CLEVELAND, OH (WOIO) - Armed with a printed list of demands, about 100 protesters marched to Cuyahoga County Prosecutor Tim McGinty's house on New Year's Day to protest a Grand Jury decision that two police officers would not be charged in the 2014 shooting death of Tamir Rice.
Protesters said they have four demands, that the police officers involved in Tamir Rice's shooting death are fired, that the prosecutor is fired or resigns, that there is a federal investigation into the incident, and that from now on there is an independent prosecutor assigned to every case where police use deadly force.
Many of those in Friday's march wore signs that said 'Fire McGinty,' and others wore a picture of Tamir Rice. Rice relatives, community organizers and clergy were among those in attendance.
The rally started at noon at Impett Park on West 153rd Street, and protesters braved the below freezing temperatures to start marching at 1 p.m..
Those marching were flanked on all sides by Cleveland Police officers.
Once they arrived at Prosecutor McGinty's home, Rice's cousin LaTonya Goldsby began speaking about her family, the city and why they believe the prosecutor should be fired.
"Tamir's spirit can't rest until Timothy McGinty is out of office," added Goldsby, representing Black Lives Matter Cleveland. "That's why we brought our demands to his house, to show how his work has harmed the Cleveland community."
She went on to say, "My family has no idea why this happened. We do not accept this decision."
Goldsby ended her comments to those gathered by saying if demands aren't met, they will continue their protests at the Republican National Convention.

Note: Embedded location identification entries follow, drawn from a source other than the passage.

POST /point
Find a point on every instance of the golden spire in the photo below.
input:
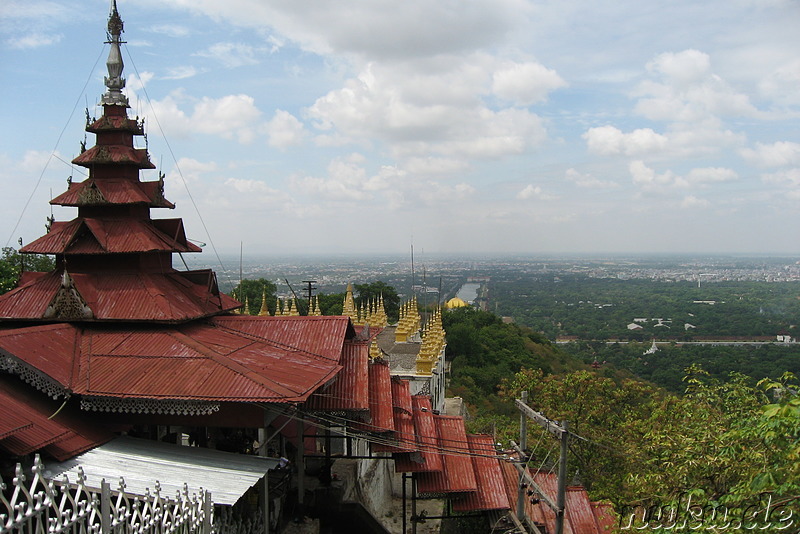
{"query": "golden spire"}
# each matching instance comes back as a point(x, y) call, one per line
point(349, 305)
point(264, 310)
point(375, 351)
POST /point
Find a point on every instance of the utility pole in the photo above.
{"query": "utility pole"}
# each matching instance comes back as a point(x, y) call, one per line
point(558, 430)
point(310, 287)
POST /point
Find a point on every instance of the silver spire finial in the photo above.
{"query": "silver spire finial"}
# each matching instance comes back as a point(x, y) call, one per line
point(114, 81)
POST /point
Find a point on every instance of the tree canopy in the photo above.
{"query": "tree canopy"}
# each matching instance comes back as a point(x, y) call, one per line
point(12, 263)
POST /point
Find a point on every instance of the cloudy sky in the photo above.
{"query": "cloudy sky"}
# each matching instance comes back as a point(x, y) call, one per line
point(467, 126)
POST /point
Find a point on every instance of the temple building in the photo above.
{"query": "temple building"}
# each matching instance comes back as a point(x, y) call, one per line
point(116, 349)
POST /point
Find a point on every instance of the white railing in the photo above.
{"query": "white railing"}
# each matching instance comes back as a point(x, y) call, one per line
point(62, 507)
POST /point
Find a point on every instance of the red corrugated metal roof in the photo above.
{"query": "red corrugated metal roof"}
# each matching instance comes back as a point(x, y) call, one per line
point(104, 236)
point(114, 191)
point(403, 439)
point(116, 154)
point(458, 474)
point(491, 494)
point(350, 390)
point(197, 361)
point(115, 122)
point(48, 348)
point(581, 515)
point(429, 458)
point(132, 296)
point(323, 336)
point(48, 426)
point(380, 399)
point(11, 423)
point(288, 428)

After Goldsby spoke, protesters staged a "die in," where nearly all of the protesters laid on the sidewalk in front of the prosecutor's house. The group laid on the ground for four minutes, they said, to symbolize the amount of time that passed before Tamir Rice received medical attention after he was shot.
Demonstrations have taken place every day since the Grand Jury's decision not to indict Cleveland Police Officers Timothy Loehmann and Frank Garmback for the deadly shooting of 12-year-old Tamir came down Monday, December 28 2015.
This was the fifth straight day of protests.
Goldsby told Cleveland 19 she didn't know how long the family wants the demonstrations to continue. She did say that she encourages people to register to vote and exercise their voices at the polls.
"There is no words that can describe how heinous this action was. The fact that a 12-year-old cannot receive justice in the criminal justice system it's just ridiculous," said Goldsby.